Hervey White Maverick Festival

Hervey White Maverick Festival

Hervey White

Hervey White was born in 1866 on a Iowan farm. He began his college education at the University of Kansas, later transferred to Harvard University, and completed his degree there in 1894.

He traveled to Europe and the social reform movements he observed there influenced him for the rest of his life.

Back in the United States, White began work at the Hull House in Chicago. Jane Addams and Ellen Gates Star had founded Hull House in 1889 as a place to educate  poor immigrants. She also encouraged them to express themselves through the arts.

Hervey White Maverick Festival

Shared views

While working at the Hull House, Hervey met others who shared his views of helping talented young people become artists despite economic poverty. Carl Eric-Lindin, Charlotte Perkins Gilman, and Ralph Radcliffe Whitehead were three of these fellow travelers.

Hervey White Maverick Festival

Byrdcliffe Arts Colony

Whitehead invited White to the Catskills to help him establish an artist colony. In 1902, Whitehead purchased 1500 acres near Overlook Mountain and Woodstock, NY,

The group built houses, studios, and workshops. Established artists became teachers to young aspiring artists.

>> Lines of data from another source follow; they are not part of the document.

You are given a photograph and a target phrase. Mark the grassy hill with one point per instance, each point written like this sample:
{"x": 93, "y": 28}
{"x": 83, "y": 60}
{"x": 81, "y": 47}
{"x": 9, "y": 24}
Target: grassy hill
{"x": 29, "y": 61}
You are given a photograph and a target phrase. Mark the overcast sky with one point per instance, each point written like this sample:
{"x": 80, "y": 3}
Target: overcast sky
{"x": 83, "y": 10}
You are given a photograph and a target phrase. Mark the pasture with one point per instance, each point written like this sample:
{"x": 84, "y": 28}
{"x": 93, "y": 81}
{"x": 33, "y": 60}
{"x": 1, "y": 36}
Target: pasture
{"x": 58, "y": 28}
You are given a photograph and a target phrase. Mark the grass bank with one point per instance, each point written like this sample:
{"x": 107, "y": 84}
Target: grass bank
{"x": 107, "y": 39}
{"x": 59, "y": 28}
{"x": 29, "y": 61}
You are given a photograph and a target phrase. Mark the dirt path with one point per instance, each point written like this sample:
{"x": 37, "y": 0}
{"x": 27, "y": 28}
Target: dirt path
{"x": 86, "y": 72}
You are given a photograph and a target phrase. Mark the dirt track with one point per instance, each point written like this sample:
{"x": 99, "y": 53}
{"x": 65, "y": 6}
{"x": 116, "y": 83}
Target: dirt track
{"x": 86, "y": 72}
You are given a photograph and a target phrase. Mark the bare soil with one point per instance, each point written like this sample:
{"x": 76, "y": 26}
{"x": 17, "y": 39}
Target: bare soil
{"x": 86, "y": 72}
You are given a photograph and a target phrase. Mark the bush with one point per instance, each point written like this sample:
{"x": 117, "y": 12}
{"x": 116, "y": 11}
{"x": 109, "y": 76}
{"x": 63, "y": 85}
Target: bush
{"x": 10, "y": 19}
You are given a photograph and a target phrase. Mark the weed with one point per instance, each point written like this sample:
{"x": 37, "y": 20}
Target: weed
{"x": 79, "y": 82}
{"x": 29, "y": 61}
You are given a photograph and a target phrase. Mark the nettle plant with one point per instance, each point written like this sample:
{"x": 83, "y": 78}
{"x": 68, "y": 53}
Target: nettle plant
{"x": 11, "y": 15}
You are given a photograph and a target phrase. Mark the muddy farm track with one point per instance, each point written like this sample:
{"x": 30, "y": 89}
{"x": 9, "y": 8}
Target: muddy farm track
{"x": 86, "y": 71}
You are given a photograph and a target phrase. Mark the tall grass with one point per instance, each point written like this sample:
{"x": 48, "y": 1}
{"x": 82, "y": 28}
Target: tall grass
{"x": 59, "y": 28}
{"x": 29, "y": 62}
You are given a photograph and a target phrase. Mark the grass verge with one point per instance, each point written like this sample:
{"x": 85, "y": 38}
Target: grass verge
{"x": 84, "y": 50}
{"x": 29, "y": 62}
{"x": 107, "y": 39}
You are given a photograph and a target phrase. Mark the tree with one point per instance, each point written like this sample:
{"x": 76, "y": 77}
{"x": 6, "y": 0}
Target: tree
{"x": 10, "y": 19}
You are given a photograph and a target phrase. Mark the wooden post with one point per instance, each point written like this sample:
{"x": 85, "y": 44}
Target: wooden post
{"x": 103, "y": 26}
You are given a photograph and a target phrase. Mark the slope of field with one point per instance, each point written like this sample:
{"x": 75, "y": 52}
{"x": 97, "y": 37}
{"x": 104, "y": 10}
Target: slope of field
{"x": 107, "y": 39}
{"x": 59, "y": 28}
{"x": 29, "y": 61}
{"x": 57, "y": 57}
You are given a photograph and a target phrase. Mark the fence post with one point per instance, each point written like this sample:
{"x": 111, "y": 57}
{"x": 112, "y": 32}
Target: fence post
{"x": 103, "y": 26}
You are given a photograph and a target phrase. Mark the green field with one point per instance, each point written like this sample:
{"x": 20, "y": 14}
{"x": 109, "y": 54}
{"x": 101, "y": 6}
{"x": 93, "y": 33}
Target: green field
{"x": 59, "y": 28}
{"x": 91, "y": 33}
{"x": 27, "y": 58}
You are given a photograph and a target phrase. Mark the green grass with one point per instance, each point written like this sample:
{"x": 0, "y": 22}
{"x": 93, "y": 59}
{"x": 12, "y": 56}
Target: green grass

Hervey White married Vivian Bevans in 1903. She was a printmaker and one of the Colony’s students.

As an interesting aside, in 1965 a Mr Bob Dylan moved to a home that was once part of Byrdcliffe.

Hervey White Maverick Festival

Maverick Art Colony

Many artists have a wide perspective, but are short-tempered. In 1905 Hervey White left Byrdcliff and with Frits van der Loo purchased a farm near Ohayo Mountain, also near Woodstock.

He hoped it would be a place of creative freedom, a freedom he felt Byrdcliff’s strictures had limited.

By 1910 the farm had become a year-round residence for the Whites and several other artists. Art can be a full-time preoccupation excluding family and Vivian White left the colony with their two sons.

She never returned.

Hervey White Maverick Festival

Festival

In 1915, resident musicians suggested to White that the colony organize a festival to help pay for a needed well. The Maverick Festival was born.

The festival became an annual one and the primary way the colony supported itself.

The festival continued until 1931 when the economic issues of the Great Depression forced the festival’s cancellation. The colony continued but struggled, never again to be the vibrant artist residence it had been.

Hervey White Maverick Festival

Georgia

White, as many before and more since, found the Catskill winters too much of a challenge and he purchased a farm in Georgia. His heart remained at the Maverick Colony and he returned every spring.

He died on October 20, 1944.

Hervey White Maverick Festival

Another festival idea

25 years later, another Woodstock resident had an artistic idea: build a recording studio there for the many young musicians who had discovered the area’s beauty and serenity.

Michael Lang, Artie Kornfeld, John Roberts, and Joel Rosenman formed Woodstock Ventures the spring of 1969 for that purchase.

You might be familiar with the rest of their story. The funny part is that Woodstock, NY continues to be famous for their festival despite the fact that the event occurred 60 miles away in Bethel, NY.